Police are keeping an eye on trouble spots in Sutton Bridge, including a picnic area where an after dark sex act was reported.
Gates at the picnic area on East Bank are meant to be closed at night, but they are being left open – making the spot a magnet for boy racers and other troublemakers.
PCSO Toni Musico-Cardillo told Sutton Bridge Parish Council: “I know there’s been instances of boy racers down there, but nothing has been reported in to the police.
“A person who lives by one of the cattle grids heard these cars going up and down and went out himself and had a word with them.
“My concern is are they going in, doing doughnuts in the picnic area, and then coming straight out if the gates are open?”
She said the area is meant to be closed just before it gets dark.
“I know it’s being used for other things,” she said. “A sexual act on an evening in the picnic area was reported in to the police.”
The PCSO also highlighted her concerns about anti-social behaviour on a small square along Arnie Broughton Walk where people can “loiter” behind a mound of earth.
She said there’s also evidence of people urinating and defecating at that spot
“I have got concerns really for anti-social behaviour, more than anything else, especially as they are using it as a latrine,” she said.
The parish council has for some years being battling Japanese knotweed in the walk – a plant that’s aggressive, destructive and invasive – and cannot yet tackle the mound.

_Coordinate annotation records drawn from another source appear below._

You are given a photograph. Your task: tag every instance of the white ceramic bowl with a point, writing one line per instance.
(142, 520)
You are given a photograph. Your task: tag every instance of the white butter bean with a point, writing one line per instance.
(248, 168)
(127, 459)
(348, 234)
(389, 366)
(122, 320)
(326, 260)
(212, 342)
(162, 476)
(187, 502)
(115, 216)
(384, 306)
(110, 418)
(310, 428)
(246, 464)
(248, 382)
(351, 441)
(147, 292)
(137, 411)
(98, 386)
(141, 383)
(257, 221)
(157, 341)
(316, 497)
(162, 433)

Parish council chairman John Grimwood said: “We are intending to try and redevelop it (Arnie Broughton Walk).
“Until the knotweed is removed, we can’t remove any soil from that area.”
• PCSO Musico-Cardillo asked parish councillors to spread the word about reporting suspicious behaviour on farmland to the police following incidents in Dawsmere, where somebody was seen out with a torch in the evenings.
She said farmers leave machinery like tractors out in the fields, but they should take care to remove items such as sat-navs, and also leave everything securely locked.
“We are also aware that there’s hare coursing,” she said. “If you see any suspicious behaviour, please ring 101.”